Law Commission publishes revised Bill on digital assets as personal property
On 30 Jul 2024, the Law Commission published a draft Bill on digital assets as personal property. The Bill provides that digital assets are not prevented from being treated as property merely because they do not fall within the existing legal categories of property. Neither of these two categories – choses in action and choses in possession – are appropriate for some digital assets. This minor change, if enacted, is expected to boost the UK’s attractiveness for the crypto ecosystem by removing an obstacle to the continued development of principled legal rules for digital assets in English law.
A supplemental report released by the Law Commission on the same day discusses responses to a targeted consultation on the draft Bill earlier this year. A key question was whether new legislation was required at all. Recent cases have started to fashion a law of property applicable to digital assets in order to provide proprietary relief when they are stolen and to ascribe duties to participants in the digital economy. The Law Commission considered that a short clarification would still be useful to direct the development of English law but sought confirmation of this view in the consultation.

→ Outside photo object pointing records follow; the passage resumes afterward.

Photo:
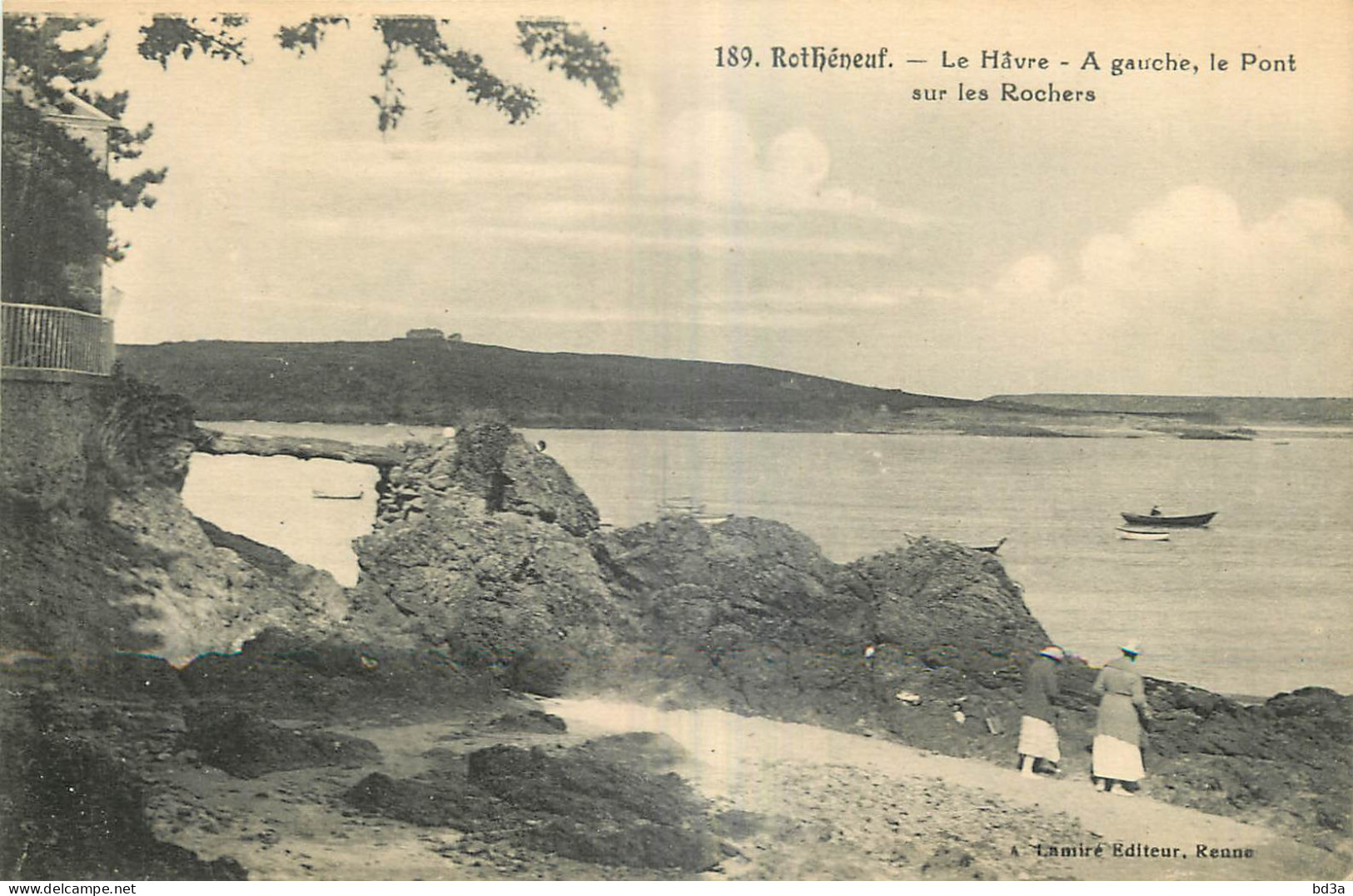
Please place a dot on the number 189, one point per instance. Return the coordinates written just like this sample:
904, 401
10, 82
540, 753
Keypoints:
734, 57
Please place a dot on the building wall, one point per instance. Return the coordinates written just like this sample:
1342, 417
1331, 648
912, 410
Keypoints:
47, 426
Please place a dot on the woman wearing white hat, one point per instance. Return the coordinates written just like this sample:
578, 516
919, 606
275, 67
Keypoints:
1118, 737
1037, 729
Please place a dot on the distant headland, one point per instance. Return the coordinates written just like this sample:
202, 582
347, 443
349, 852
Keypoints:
422, 379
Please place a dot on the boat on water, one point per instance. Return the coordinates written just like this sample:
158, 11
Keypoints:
1157, 519
1132, 534
324, 495
689, 508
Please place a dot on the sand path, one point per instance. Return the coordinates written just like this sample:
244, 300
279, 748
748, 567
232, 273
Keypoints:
857, 785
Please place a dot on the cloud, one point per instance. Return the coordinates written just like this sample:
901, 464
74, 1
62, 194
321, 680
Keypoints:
712, 155
1191, 296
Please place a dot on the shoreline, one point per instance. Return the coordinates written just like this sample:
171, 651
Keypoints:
1264, 433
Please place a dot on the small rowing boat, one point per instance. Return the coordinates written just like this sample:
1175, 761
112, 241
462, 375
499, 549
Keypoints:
689, 508
1142, 535
336, 495
1158, 520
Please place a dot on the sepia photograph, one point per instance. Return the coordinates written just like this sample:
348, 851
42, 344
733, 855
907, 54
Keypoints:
677, 441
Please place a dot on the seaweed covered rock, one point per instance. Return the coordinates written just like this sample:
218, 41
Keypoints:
246, 744
571, 803
69, 809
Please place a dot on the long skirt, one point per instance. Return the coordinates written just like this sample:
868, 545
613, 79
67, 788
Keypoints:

Norton Rose Fulbright LLP submitted a response to this consultation, quoted by the Law Commission, in which we argued in favour of new legislation. We pointed out that a new category of personal property “directs the judiciary to develop rules relating to digital assets that are not simply incremental offshoots of rules applicable to things in action or things in possession, but take account of the unique characteristics of digital assets” (quoted in Supplemental Report, paragraph 2.56). And we characterised the potential benefits of the Bill: “If the rules developed in relation to digital assets are inappropriate, digital asset platforms are less likely to select English law or to be based in the United Kingdom. The digital asset ecosystem, as with any property-based section of the economy, is dependent on clear underlying legal rules and is threatened without them. It is also a highly mobile sector – the certainty and professionalism of the English legal system is currently a key competitive advantage” (quoted in Supplemental Report, paragraph 4.9).

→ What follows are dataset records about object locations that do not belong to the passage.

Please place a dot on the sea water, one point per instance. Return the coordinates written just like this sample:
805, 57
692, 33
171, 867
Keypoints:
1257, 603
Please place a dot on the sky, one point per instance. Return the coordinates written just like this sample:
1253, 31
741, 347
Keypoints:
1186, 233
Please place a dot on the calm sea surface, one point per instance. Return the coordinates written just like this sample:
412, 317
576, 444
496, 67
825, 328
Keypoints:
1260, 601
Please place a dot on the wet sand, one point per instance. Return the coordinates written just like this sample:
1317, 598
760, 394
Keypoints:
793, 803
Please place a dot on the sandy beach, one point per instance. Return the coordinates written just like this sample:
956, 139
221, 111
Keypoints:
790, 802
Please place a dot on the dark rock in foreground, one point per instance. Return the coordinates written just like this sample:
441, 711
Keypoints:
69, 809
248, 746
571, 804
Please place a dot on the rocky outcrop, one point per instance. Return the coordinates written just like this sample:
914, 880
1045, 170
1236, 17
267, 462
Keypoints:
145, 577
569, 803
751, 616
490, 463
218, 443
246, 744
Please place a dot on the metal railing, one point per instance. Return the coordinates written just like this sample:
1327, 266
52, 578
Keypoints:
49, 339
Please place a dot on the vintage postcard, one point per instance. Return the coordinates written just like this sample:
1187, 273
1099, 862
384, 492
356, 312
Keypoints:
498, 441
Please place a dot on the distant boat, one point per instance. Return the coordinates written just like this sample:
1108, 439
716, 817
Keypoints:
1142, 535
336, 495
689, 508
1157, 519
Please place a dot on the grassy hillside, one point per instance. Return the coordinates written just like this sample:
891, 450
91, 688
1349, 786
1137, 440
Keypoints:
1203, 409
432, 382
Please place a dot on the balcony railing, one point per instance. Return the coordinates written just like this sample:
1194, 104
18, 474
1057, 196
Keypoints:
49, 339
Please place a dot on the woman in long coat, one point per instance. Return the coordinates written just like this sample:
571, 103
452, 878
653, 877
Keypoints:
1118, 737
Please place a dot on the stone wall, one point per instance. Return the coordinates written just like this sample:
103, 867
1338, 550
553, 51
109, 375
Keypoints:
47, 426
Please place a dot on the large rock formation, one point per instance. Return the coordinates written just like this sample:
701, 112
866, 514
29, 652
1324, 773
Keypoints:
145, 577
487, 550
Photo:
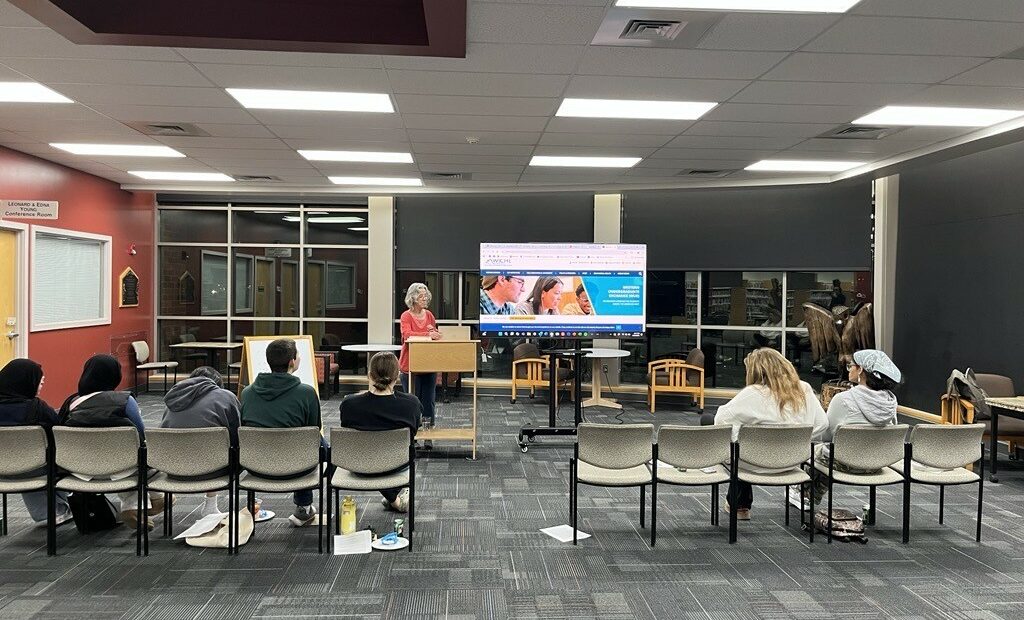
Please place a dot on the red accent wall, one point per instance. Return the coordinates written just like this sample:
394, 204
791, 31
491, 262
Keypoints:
88, 204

The Law Commission has introduced a slight amendment to the draft Bill following the targeted consultation. The previous wording could be interpreted as widening the scope of what things might attract property rights. This led to speculation that, for instance, pure information might be granted the status of property by the Bill. The new wording makes clear that this is not the case. The new draft of the Bill now avoids setting out what the limits are on the existing categories, but enables digital assets to be placed in a third category where appropriate.
Enacting the draft Bill proposed by the Law Commission would be a significant step towards promoting English law and the United Kingdom as a base for the digital asset economy. As a short, technology-agnostic piece of legislation, it will create clarity without limiting the capacity to absorb innovation that is a hallmark of the English common law.